Aby uzyskać informacje z Rejestru z dostępem ograniczonym, osoby i instytucje uprawnione muszą zarejestrować konto na stronie Rejestru (wypełnić odpowiedni formularz). Muszą też dysponować kwalifikowanym podpisem elektronicznym lub podpisem potwierdzonym profilem zaufanym ePUAP. Udzielenie informacji z Rejestru będzie bezpłatne.
Przedstawiciele organów ścigania i wymiaru sprawiedliwości uzyskają wgląd do wszystkich danych zgromadzonych w Rejestrze z dostępem ograniczonym. Natomiast dyrektorzy szkół, a także np. organizatorzy wypoczynku dla dzieci, będą mogli dowiedzieć się jedynie, czy osoba, którą chcą przyjąć do pracy, znajduje się w rejestrze. Jeśli tak – nie będą mogli takiej osoby zatrudnić.
Przewidziana została również możliwość sprawdzenia, czy ktoś widnieje w Rejestrze z dostępem ograniczonym przez każdą indywidualną osobę (w tym skazanego). Warunkiem jest zarejestrowanie się na stronie i dysponowanie kwalifikowanym podpisem elektronicznym lub podpisem potwierdzonym profilem zaufanym ePUAP. W trybie tym można sprawdzić tylko i wyłącznie samego siebie.

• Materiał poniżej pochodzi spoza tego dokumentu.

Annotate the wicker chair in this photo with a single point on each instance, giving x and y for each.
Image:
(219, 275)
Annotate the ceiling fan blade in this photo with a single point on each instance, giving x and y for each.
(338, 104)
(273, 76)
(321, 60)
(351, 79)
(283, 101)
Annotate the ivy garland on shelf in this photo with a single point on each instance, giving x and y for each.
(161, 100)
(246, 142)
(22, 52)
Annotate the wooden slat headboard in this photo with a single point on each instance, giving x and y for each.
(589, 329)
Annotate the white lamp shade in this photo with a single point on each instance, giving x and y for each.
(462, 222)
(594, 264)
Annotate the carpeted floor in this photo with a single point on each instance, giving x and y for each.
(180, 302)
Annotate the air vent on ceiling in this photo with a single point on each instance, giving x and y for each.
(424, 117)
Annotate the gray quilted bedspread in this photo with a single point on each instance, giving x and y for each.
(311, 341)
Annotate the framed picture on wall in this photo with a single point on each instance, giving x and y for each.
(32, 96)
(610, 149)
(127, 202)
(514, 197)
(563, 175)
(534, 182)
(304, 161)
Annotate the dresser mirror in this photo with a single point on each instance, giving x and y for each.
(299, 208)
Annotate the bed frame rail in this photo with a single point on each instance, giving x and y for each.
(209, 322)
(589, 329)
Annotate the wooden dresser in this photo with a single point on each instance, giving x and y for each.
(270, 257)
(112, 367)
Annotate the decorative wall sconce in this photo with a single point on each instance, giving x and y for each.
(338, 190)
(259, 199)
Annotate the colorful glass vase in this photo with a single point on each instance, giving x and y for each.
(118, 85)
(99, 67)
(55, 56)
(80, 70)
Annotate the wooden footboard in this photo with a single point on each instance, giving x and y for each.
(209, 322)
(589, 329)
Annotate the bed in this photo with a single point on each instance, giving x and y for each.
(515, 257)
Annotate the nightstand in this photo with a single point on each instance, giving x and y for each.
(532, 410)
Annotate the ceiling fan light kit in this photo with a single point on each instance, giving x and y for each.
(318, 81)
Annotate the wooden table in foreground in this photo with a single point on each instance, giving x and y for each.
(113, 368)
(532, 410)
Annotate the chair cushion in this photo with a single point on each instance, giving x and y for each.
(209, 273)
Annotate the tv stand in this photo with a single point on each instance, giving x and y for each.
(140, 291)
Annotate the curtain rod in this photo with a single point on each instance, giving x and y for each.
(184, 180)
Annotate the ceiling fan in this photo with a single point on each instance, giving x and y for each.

Skazani, których dane trafią do Rejestru, będą musieli informować policję o faktycznym adresie swego pobytu oraz o każdej zmianie tego adresu (ponad trzy dni). Jeśli tego nie zrobią, grozi im areszt, ograniczenie wolności lub grzywna. Wszystkie komisariaty zostaną wyposażone w aplikację, dzięki której informacja o aktualnym miejscu pobytu sprawcy natychmiast trafi do Rejestru.Ponadto policja będzie prowadzić na bieżąco uaktualnianą mapę przestępczości na tle seksualnym. Mapa, dostępna dla każdego na stronie internetowej Biuletynu Informacji Publicznej Komendy Głównej Policji, wskazywać będzie miejscach szczególnego zagrożenia tego typu przestępczością.
Ustawa wprowadza zmianę w Kodeksie karnym, na mocy której środek karny w postaci zakazu wykonywania zawodu lub działalności związanej z wychowaniem, edukacją, leczeniem lub opieką nad małoletnimi, będzie obligatoryjny dla sprawców, którzy popełnili przestępstwo na tle seksualnym na szkodę małoletniego. Dotąd orzeczenie o takim zakazie nie było obligatoryjne, lecz fakultatywne.